Dragon's Gate
First edition
AuthorLaurence Yep
CountryUnited States
LanguageEnglish
SeriesGolden Mountain Chronicles
GenreChildren's literature, historical fiction
PublishedHarperCollins (1995)
Media typePaperback
Pages352
ISBN0-06-440489-7
Preceded byMountain Light 
Followed byThe Traitor 

Dragon's Gate is a children's historical novel by Laurence Yep, published by HarperCollins in 1995. It inaugurated the Golden Mountain Chronicles and is the third chronicle in narrative sequence among ten published as of 2012.

Yep and Dragon's Gate won the Newbery Medal award in 1994.[1]

Plot

Otter, a fourteen-year-old Chinese boy growing up during the cyanide wars and the oppression of the Manchu dynasty. Otter wishes to travel to America, to the Land of the Golden Mountain called California. He longs to travel to California, so he can assist his uncle and father, in the doing of the Great Work, in order to take back their country, yet he decides with much disdain to remain in Three Willows to be with his mother. After accidentally killing a Manchu, Otter's life is in danger, so he was sent to America to join his father and uncle. Otter enthusiastically left for America, only to find that the reality of being a Chinese immigrant meant working in the brutal cold and other awful conditions. Otter is filled with disgust and undertakes the seemingly impossible task of climbing the Tiger, the mountain which for so long has kept his people working in bitter conditions, ascending above the cloud layer to prevent an avalanche, which results in the loss of his beloved uncle. Taken aback by his loss, Otter is determined to finish what his Uncle started, even if it means withstanding the bitter cold for the rest of his life.

Golden Mountain Chronicles

The family saga follows the Young family, initially in China.
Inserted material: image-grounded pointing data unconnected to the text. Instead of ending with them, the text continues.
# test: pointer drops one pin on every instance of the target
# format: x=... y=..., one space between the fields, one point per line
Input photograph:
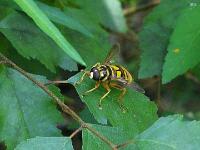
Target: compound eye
x=94 y=74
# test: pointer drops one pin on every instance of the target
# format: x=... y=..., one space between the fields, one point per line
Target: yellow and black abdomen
x=119 y=72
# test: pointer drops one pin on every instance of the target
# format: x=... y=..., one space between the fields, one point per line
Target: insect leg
x=96 y=86
x=83 y=76
x=106 y=86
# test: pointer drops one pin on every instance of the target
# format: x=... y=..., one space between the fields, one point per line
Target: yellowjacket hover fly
x=110 y=76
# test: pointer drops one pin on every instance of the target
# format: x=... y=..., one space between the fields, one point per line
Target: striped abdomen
x=119 y=72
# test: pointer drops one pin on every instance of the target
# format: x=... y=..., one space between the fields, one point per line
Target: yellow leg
x=96 y=86
x=120 y=100
x=106 y=86
x=82 y=78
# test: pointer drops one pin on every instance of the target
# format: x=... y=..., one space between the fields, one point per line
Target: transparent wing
x=136 y=87
x=113 y=52
x=123 y=83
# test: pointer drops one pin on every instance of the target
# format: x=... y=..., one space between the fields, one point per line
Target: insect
x=111 y=76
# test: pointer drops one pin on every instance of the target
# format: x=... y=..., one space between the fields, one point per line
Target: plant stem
x=132 y=10
x=64 y=107
x=75 y=132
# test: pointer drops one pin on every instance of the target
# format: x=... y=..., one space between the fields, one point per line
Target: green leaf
x=46 y=143
x=183 y=50
x=56 y=15
x=196 y=71
x=31 y=42
x=114 y=134
x=169 y=133
x=29 y=7
x=155 y=34
x=109 y=13
x=25 y=110
x=141 y=112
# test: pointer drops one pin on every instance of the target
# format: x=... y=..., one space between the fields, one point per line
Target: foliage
x=46 y=143
x=49 y=37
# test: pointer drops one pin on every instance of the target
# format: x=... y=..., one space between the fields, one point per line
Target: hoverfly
x=111 y=76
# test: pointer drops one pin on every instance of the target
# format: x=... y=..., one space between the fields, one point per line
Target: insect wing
x=136 y=87
x=113 y=52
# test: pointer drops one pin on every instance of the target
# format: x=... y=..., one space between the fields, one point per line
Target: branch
x=64 y=107
x=75 y=132
x=132 y=10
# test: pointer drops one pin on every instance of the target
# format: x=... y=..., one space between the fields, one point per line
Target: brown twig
x=64 y=107
x=132 y=10
x=75 y=132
Dragons of Silk (2011) spans a few generations and brings the story to the present; nine previous novels have been dated 1849 to 1995.

  1. The Serpent's Children, set in 1849 (1984)
  2. Mountain Light, 1855 (1985)
  3. Dragon's Gate, 1867 (1993)
  4. The Traitor, 1885 (2003)
  5. Dragonwings, 1903 (1975)
  6. Dragon Road, 1939 (2007); originally The Red Warrior
  7. Child of the Owl, 1960 (1977)
  8. Sea Glass, 1970 (1979)
  9. Thief of Hearts, 1995 (1995)
  10. Dragons of Silk, 1835-2011 (2011)

Four of the ten historical novels are among Yep's five works most widely held in WorldCat libraries.[2]